Johnson & Johnson Worksense (via Randstad Sourceright) is responsible for finding, engaging and contracting talent for the Johnson & Johnson contingent workforce.

 

Currently we are looking for a Computer System Validation Engineer for Mentor a Medical Device company of Johnson & Johnson.
 

JOB SUMMARY
The position of CSV Engineer reports directly to the Quality Manager Inspection & Testing. The CSV Engineer ensures that systems within the Quality system are adequately maintained and assist the Quality Manager Inspection & Testing as needed. Furthermore, the CSV Engineer is accountable for delivering a contribution to the making of high quality products this is done by development and improvements of laboratory testing.
 

DUTIES & RESPONSIBILITIES

  • Evaluates compliance with applicable laboratory standards and procedures.
  • SME during projects, regulatory, MDD and notified body audits/inspections.
  • Defining, developing and improving (laboratory) procedures.
  • Revise and maintain (laboratory) procedures.
  • Define and improve test method validations including protocols and reports.
  • Writing and developing IQ/OQ/PQ/ CSV protocols and reports for new and existing laboratory equipment.
  • Acts as a Test method, laboratory equipment validation and other validation approver.
  • Coordination of non-routine laboratory testing activities including validation testing.
  • Implementation of corrective and preventive action and quality data trending for CAPA review board evaluation.
  • Work on Internal audits observations/NCR/CAPA files from origination to full cycle completion and final approval.
  • Test database maintenance (Labware LIMS program activities & SME).
  • Support day-to day trouble shooting for test equipment and unexpected test results.
  • Gathering & analyzing of test result data.
  • Lead Costs Improvement (CIP) projects.
  • Writing and bi-annual review of Service Level Agreements.
  • Comply J&J Safety Requirements and ensure safe working conditions and practices in the department.
  • Is responsible for annually review of Bioburden Data and Environmental Monitoring Data as part of routine trend analysis.
  • Is responsible for quarterly trend report to be used in CRB.
  • Responsible for communicating business related issues or opportunities to next management level.
     

EXPERIENCE AND EDUCATION 

  • Bachelor or Master degree.
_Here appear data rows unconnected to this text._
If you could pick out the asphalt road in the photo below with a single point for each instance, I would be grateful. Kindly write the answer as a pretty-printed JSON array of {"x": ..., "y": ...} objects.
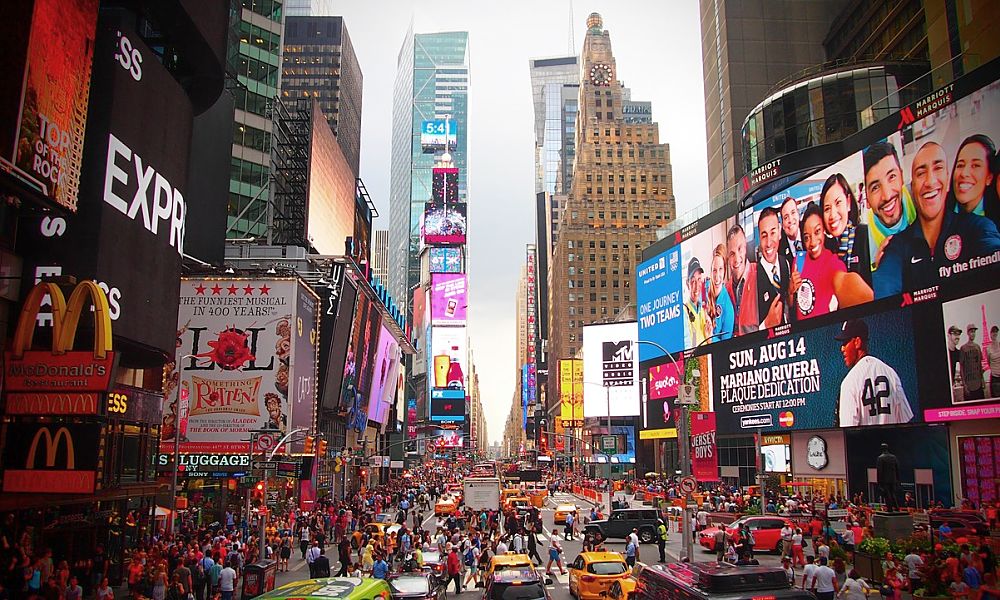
[{"x": 648, "y": 553}]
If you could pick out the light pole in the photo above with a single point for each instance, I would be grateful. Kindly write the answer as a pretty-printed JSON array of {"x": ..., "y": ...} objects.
[
  {"x": 177, "y": 440},
  {"x": 683, "y": 445}
]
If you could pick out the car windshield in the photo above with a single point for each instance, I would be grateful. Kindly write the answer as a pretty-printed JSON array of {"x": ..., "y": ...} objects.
[
  {"x": 606, "y": 568},
  {"x": 410, "y": 585},
  {"x": 510, "y": 591}
]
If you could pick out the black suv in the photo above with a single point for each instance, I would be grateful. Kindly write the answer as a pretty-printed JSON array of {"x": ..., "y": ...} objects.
[{"x": 623, "y": 521}]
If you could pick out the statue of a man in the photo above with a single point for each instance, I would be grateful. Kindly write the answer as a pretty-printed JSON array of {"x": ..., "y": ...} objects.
[{"x": 887, "y": 468}]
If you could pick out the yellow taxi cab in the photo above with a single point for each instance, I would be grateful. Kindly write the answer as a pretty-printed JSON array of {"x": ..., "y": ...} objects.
[
  {"x": 445, "y": 506},
  {"x": 562, "y": 511},
  {"x": 378, "y": 531},
  {"x": 508, "y": 562},
  {"x": 592, "y": 573}
]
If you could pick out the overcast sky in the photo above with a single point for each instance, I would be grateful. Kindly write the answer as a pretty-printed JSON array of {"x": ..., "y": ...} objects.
[{"x": 657, "y": 47}]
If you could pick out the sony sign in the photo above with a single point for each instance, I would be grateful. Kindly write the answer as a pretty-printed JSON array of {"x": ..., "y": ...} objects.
[{"x": 153, "y": 198}]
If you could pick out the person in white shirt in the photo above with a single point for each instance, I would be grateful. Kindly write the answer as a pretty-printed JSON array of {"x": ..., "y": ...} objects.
[
  {"x": 227, "y": 582},
  {"x": 824, "y": 581},
  {"x": 871, "y": 392},
  {"x": 807, "y": 573},
  {"x": 854, "y": 587}
]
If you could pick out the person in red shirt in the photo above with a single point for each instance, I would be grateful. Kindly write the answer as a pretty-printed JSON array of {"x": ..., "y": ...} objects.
[{"x": 824, "y": 285}]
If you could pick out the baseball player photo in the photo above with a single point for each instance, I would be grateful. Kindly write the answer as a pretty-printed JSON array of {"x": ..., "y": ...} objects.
[{"x": 871, "y": 392}]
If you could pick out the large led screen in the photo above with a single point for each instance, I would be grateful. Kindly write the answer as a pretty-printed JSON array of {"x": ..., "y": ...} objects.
[
  {"x": 449, "y": 299},
  {"x": 332, "y": 185},
  {"x": 445, "y": 260},
  {"x": 685, "y": 291},
  {"x": 858, "y": 373},
  {"x": 437, "y": 134},
  {"x": 448, "y": 357},
  {"x": 610, "y": 370},
  {"x": 447, "y": 406},
  {"x": 444, "y": 224}
]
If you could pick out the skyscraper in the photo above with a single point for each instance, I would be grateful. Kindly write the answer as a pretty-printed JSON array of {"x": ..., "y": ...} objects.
[
  {"x": 432, "y": 82},
  {"x": 319, "y": 62},
  {"x": 747, "y": 47},
  {"x": 258, "y": 79},
  {"x": 622, "y": 191}
]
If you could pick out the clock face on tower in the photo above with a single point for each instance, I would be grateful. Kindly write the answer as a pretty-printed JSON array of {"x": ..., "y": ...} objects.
[{"x": 600, "y": 74}]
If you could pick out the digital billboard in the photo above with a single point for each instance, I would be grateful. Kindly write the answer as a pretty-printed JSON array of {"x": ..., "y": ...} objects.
[
  {"x": 444, "y": 224},
  {"x": 386, "y": 369},
  {"x": 45, "y": 93},
  {"x": 448, "y": 357},
  {"x": 684, "y": 295},
  {"x": 444, "y": 185},
  {"x": 435, "y": 135},
  {"x": 449, "y": 298},
  {"x": 332, "y": 186},
  {"x": 445, "y": 260},
  {"x": 610, "y": 370},
  {"x": 447, "y": 406},
  {"x": 858, "y": 373},
  {"x": 237, "y": 359}
]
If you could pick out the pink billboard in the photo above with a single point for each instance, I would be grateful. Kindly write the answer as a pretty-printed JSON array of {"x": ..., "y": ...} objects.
[
  {"x": 449, "y": 299},
  {"x": 663, "y": 381},
  {"x": 704, "y": 456}
]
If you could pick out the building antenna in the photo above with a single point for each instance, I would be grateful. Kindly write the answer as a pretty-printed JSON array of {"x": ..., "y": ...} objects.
[{"x": 572, "y": 42}]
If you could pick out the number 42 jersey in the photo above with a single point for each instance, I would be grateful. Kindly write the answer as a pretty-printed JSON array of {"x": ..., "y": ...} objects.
[{"x": 872, "y": 394}]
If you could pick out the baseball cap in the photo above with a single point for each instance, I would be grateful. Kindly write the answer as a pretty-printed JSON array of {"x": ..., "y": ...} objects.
[
  {"x": 852, "y": 329},
  {"x": 693, "y": 266}
]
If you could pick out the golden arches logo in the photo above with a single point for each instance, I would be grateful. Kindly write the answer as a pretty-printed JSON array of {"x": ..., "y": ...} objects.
[
  {"x": 51, "y": 447},
  {"x": 65, "y": 318}
]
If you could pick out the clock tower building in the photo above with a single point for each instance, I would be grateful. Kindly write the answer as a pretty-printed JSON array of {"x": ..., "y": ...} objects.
[{"x": 621, "y": 194}]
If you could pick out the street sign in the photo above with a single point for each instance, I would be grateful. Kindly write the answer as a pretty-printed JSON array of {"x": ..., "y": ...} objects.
[{"x": 686, "y": 395}]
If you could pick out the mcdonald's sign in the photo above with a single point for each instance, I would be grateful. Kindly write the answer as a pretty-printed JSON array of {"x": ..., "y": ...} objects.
[
  {"x": 60, "y": 381},
  {"x": 51, "y": 457}
]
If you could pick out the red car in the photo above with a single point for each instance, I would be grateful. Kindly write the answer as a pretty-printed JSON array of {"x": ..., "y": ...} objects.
[{"x": 766, "y": 533}]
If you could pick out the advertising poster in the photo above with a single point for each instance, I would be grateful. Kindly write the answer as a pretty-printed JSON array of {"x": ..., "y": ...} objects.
[
  {"x": 384, "y": 379},
  {"x": 659, "y": 418},
  {"x": 360, "y": 364},
  {"x": 448, "y": 356},
  {"x": 444, "y": 224},
  {"x": 234, "y": 361},
  {"x": 305, "y": 340},
  {"x": 435, "y": 135},
  {"x": 859, "y": 373},
  {"x": 945, "y": 162},
  {"x": 445, "y": 260},
  {"x": 704, "y": 454},
  {"x": 807, "y": 247},
  {"x": 610, "y": 359},
  {"x": 449, "y": 299},
  {"x": 685, "y": 291},
  {"x": 447, "y": 406},
  {"x": 972, "y": 339},
  {"x": 53, "y": 91}
]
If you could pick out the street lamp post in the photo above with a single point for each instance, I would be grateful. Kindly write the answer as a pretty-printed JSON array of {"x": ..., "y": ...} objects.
[{"x": 177, "y": 441}]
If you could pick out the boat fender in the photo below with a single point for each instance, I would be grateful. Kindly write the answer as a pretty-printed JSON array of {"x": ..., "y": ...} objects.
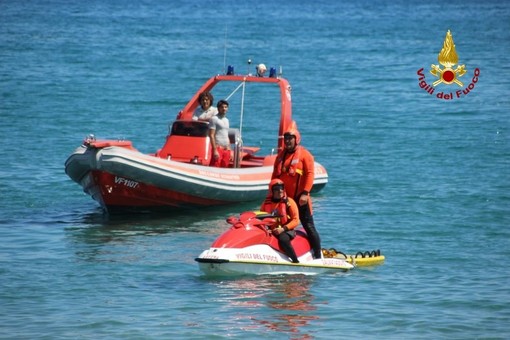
[{"x": 373, "y": 253}]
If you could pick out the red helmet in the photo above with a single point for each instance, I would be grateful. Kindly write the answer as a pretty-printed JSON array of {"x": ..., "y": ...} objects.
[
  {"x": 293, "y": 131},
  {"x": 276, "y": 182}
]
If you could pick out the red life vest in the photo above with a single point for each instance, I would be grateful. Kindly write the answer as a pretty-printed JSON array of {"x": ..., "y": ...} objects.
[
  {"x": 292, "y": 168},
  {"x": 279, "y": 209}
]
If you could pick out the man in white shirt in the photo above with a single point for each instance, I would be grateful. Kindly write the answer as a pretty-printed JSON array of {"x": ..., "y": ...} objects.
[
  {"x": 205, "y": 111},
  {"x": 218, "y": 133}
]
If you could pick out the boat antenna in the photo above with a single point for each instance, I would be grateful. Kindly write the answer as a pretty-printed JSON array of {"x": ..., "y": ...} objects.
[{"x": 225, "y": 51}]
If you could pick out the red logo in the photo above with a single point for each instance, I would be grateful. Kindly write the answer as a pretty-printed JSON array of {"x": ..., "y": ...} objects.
[{"x": 447, "y": 74}]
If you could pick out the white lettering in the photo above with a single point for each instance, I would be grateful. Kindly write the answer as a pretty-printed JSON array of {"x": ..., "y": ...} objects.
[{"x": 126, "y": 182}]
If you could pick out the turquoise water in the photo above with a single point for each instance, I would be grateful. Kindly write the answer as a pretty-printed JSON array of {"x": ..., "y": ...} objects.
[{"x": 425, "y": 180}]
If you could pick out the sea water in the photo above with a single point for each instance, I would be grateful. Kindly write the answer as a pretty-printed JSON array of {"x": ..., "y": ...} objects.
[{"x": 424, "y": 178}]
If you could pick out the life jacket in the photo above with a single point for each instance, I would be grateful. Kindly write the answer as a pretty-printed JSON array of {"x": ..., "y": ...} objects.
[
  {"x": 292, "y": 168},
  {"x": 277, "y": 209}
]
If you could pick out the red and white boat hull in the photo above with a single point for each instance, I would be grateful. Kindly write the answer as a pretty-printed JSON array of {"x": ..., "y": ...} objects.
[{"x": 123, "y": 178}]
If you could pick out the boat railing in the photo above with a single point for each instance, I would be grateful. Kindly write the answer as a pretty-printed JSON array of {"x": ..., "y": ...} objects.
[{"x": 234, "y": 136}]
Minimum of 2-5 years of related experience within Pharmaceutical and/or Medical Device companies, with relevant QC or QA experience.

 

REQUIRED KNOWLEDGE & SKILLS

  • Experience with Bluehill Universal and Windows 10.
  • Experience with IQ/OQ/PQ/CSV.
  • Familiarity with laboratory testing and automation.
  • High level of accuracy.
  • Trouble shooting and analytical minded.
  • Planning skills, ability to prioritize multiple commitments and technical problem solving ability.
  • Good interpersonal skills, engaged in contact with personnel at all levels within the organization.
  • Good communication skills, ability to write protocols/reports, business correspondence, and procedures.
  • Pro Active, works independently, takes actions in the absence of specific instruction.
  • Develops and presents new or improved test methods, solving laboratory problems in a timely manner.
  • Fluent in Dutch or English.
  • Team player.
  • Basic knowledge of ISO 13485 is a plus.

 

EXTRA INFORMATION:

  • You can work 3 days on-site in Leiden and 2 days from home.
  • This is a contracting position, with the possibility of an extension after the end date. You will receive a contract via our partner YACHT. They can offer you a contract for the duration of the assignment at J&J, a one year contract or a freelance contract (ZZP).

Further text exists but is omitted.